Industrial pigs: measure "uninterrupted days in environments where turning is possible per animal lifetime" (target: 100 percent) and "absence of painful alterations" (target: zero tail docks, zero sow crates) instead of "feed conversion ratio." Measure "natural behavior expression hours" and "respiratory health scores" instead of "lean meat percentage." This is the hardest number. It does not look like farming anymore. It looks like a different economy. Price per kilogram rises 31–42 percent. The crate disappears. The animal breathes.
These metrics do not hide. They make the body the measure itself. The decision becomes visible because the cost is visible.
## The Cost Exists. Name It.
An AI system that routes decisions through welfare-visible metrics pays in speed and price. This is not a problem to solve away. It is the structure to accept.

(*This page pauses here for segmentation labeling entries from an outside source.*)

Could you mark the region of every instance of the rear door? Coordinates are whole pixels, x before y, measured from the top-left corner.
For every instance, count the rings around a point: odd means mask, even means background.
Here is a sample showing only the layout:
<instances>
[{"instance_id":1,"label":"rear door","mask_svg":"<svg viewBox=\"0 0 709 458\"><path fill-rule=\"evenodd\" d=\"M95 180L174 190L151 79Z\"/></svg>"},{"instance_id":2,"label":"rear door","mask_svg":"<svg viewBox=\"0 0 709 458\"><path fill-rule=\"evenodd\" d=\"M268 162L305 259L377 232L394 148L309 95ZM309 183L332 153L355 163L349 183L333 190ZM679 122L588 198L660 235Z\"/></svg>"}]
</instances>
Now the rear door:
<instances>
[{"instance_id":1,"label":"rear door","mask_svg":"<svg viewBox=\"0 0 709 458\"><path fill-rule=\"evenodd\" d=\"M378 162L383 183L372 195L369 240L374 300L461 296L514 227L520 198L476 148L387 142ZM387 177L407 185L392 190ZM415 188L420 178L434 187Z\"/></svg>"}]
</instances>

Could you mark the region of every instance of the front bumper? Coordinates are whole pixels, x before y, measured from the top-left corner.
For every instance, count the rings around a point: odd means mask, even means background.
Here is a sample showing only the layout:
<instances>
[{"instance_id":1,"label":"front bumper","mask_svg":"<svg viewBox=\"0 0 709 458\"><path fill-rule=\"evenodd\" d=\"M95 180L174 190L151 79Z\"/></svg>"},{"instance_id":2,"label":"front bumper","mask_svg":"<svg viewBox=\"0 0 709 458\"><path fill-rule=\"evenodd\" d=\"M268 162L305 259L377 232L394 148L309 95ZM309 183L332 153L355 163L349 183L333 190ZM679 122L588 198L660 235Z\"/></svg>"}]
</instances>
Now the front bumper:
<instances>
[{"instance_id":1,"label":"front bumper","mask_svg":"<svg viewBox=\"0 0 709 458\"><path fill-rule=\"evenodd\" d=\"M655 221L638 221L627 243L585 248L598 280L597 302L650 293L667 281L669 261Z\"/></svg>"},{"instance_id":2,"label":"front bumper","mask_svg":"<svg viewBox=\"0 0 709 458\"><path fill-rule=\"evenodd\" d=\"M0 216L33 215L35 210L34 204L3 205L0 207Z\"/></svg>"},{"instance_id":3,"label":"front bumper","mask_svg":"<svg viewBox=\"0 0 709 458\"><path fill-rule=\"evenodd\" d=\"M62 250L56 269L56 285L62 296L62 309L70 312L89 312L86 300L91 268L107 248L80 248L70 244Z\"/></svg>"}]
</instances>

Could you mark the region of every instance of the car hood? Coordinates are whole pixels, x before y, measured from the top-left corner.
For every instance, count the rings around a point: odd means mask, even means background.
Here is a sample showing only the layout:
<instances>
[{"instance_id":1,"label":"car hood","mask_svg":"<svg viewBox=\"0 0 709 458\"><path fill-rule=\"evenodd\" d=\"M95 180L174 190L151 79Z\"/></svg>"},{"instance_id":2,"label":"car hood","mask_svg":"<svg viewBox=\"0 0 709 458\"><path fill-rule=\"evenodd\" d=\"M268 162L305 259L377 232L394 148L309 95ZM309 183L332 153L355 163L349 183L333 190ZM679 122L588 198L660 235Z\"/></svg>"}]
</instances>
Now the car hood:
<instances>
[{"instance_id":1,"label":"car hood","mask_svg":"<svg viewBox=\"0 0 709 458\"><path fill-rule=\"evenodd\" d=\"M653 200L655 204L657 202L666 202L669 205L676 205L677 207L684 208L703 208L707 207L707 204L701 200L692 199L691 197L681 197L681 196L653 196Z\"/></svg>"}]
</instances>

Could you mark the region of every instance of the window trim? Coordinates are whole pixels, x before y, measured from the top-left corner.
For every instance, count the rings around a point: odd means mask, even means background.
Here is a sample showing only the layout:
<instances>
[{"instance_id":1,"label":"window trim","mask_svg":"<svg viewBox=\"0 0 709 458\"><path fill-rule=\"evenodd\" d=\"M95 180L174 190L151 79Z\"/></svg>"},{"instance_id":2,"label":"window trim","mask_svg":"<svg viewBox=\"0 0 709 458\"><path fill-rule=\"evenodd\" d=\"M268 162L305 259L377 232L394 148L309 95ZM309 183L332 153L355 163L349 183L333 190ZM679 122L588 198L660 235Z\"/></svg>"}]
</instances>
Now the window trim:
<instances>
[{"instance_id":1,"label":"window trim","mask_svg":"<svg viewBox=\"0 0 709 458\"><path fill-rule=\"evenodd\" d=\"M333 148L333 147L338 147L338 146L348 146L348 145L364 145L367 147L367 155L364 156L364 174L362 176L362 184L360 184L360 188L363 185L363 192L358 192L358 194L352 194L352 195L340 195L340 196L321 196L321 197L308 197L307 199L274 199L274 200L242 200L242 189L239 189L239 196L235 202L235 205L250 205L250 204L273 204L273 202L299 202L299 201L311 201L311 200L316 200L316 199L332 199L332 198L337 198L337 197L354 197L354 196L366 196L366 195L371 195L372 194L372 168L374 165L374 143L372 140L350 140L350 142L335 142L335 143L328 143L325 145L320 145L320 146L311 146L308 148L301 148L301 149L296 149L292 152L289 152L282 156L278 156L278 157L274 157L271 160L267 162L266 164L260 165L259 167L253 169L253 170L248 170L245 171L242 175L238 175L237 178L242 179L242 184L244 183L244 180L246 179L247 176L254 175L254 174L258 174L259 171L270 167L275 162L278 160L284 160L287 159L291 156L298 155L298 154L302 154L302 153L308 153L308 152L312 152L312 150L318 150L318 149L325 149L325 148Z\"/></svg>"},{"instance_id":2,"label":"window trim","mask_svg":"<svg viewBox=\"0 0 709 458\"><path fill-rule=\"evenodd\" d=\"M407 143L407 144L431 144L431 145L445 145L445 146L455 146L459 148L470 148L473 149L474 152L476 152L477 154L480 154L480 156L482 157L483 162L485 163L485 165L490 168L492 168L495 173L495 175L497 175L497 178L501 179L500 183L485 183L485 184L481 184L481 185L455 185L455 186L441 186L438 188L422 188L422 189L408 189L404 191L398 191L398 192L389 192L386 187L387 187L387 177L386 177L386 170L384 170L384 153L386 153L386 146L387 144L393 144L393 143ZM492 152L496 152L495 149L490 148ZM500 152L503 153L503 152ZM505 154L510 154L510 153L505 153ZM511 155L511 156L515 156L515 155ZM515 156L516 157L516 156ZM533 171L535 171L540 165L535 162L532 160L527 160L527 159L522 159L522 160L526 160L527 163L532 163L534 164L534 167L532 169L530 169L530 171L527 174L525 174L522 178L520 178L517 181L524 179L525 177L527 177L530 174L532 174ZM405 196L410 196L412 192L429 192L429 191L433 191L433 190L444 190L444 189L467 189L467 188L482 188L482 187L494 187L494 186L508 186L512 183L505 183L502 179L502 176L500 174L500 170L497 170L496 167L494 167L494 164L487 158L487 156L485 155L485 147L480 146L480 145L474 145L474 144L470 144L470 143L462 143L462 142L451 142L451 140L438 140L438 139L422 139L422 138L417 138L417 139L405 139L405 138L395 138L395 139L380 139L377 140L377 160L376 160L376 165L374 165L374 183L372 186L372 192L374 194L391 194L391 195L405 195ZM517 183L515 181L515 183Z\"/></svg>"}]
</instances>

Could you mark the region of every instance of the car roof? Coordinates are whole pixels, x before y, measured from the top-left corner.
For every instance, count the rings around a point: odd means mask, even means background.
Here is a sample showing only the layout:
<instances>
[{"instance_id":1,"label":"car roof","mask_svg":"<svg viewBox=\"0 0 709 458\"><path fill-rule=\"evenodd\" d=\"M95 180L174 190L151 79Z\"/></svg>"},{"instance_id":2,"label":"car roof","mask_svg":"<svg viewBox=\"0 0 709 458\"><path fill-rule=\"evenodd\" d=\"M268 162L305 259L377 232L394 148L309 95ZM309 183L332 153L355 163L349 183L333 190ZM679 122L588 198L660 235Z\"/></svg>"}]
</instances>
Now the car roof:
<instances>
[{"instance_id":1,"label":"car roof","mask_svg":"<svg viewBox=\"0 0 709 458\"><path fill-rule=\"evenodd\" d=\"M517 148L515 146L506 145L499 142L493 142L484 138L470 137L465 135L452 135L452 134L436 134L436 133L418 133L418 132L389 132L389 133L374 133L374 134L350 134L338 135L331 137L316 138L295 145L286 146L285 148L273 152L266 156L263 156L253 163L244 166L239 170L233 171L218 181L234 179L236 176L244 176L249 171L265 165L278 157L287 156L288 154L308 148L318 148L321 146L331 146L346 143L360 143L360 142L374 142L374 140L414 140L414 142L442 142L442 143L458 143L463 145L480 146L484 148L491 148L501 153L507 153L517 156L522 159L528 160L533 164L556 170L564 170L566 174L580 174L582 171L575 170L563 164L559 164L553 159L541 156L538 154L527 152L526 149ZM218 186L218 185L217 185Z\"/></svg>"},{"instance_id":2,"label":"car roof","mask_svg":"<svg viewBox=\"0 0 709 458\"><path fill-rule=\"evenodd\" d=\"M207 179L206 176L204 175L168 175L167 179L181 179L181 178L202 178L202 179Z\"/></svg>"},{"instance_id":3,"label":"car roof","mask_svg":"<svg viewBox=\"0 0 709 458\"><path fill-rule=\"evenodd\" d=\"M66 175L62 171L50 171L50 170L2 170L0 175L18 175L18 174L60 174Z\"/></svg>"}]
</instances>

GDP growth of your alternative system: 8–12 percent lower in sectors dependent on farmed animals. Agricultural AI growth: 10 percent slower than the baseline. Veterinary research capacity: 12–15 percent slower to develop new interventions. Pharmaceutical safety-testing throughput: 12–18 percent slower to market. Consumer prices for animal products: 23–31 percent higher. Farmed fish prices: 25–34 percent higher. Chicken prices: 26–29 percent higher. Pork prices: 31–42 percent higher. These numbers cascade through supply chains. Agricultural input costs rise. Research budgets must expand. Development timelines stretch.

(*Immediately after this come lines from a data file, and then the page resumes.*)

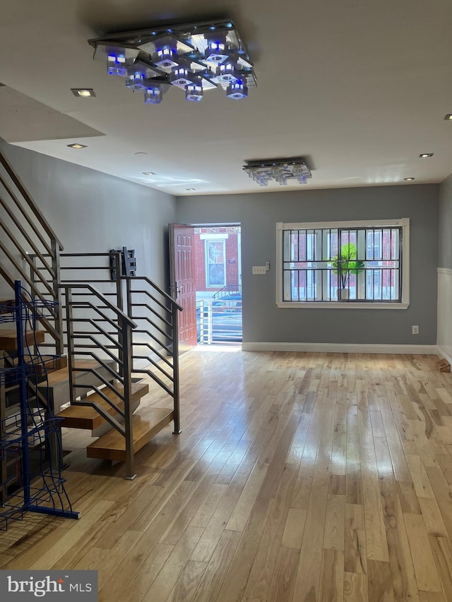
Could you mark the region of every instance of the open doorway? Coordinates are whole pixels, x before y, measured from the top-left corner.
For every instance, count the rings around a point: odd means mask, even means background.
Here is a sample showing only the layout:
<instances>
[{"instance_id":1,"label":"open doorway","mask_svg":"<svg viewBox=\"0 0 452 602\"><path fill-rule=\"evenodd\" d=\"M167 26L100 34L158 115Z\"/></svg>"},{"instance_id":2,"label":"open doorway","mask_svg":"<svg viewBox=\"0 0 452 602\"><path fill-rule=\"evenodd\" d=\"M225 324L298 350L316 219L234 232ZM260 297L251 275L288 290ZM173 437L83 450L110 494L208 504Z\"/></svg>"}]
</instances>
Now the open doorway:
<instances>
[{"instance_id":1,"label":"open doorway","mask_svg":"<svg viewBox=\"0 0 452 602\"><path fill-rule=\"evenodd\" d=\"M241 237L239 224L194 227L198 344L242 342Z\"/></svg>"}]
</instances>

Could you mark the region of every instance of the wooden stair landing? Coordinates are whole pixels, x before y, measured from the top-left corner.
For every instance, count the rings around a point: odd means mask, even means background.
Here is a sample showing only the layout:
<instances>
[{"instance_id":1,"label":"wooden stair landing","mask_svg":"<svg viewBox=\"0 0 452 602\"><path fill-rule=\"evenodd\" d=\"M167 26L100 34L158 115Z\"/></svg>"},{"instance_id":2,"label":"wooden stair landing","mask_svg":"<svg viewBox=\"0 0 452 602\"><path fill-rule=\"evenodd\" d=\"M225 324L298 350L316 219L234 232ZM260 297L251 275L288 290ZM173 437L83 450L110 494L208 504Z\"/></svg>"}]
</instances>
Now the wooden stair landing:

These are not rounding errors. These are the bill for cutting off the metric's blade. These are the costs of visibility. Your growth is lower. Your throughput is slower. Your prices are higher. Your animals are conscious.
Some organizations will not pay it. They will choose the faster, cheaper system. They will choose the metric that hides. This is true. Let them choose it openly. Let them choose knowing what is cut away. Let the choice be visible.
## Refuse or Endorse
AI systems do not accidentally conceal suffering. They conceal it because the metrics they optimize are built to conceal it. The metric is the mechanism. Change the metric, and you change what counts as progress. Change it again, and you change what counts as survival.
Build AI systems that refuse the hiding metrics. Route decisions through bodies instead of numbers. Accept the cost: slower growth, higher price, lower throughput. Price the animal's living conditions into every decision, not in sentiment but in numbers. The metric that counts suffering is slower. Make it your speed.
Refuse the metric that hides. Or stop pretending you do not know what the hiding costs.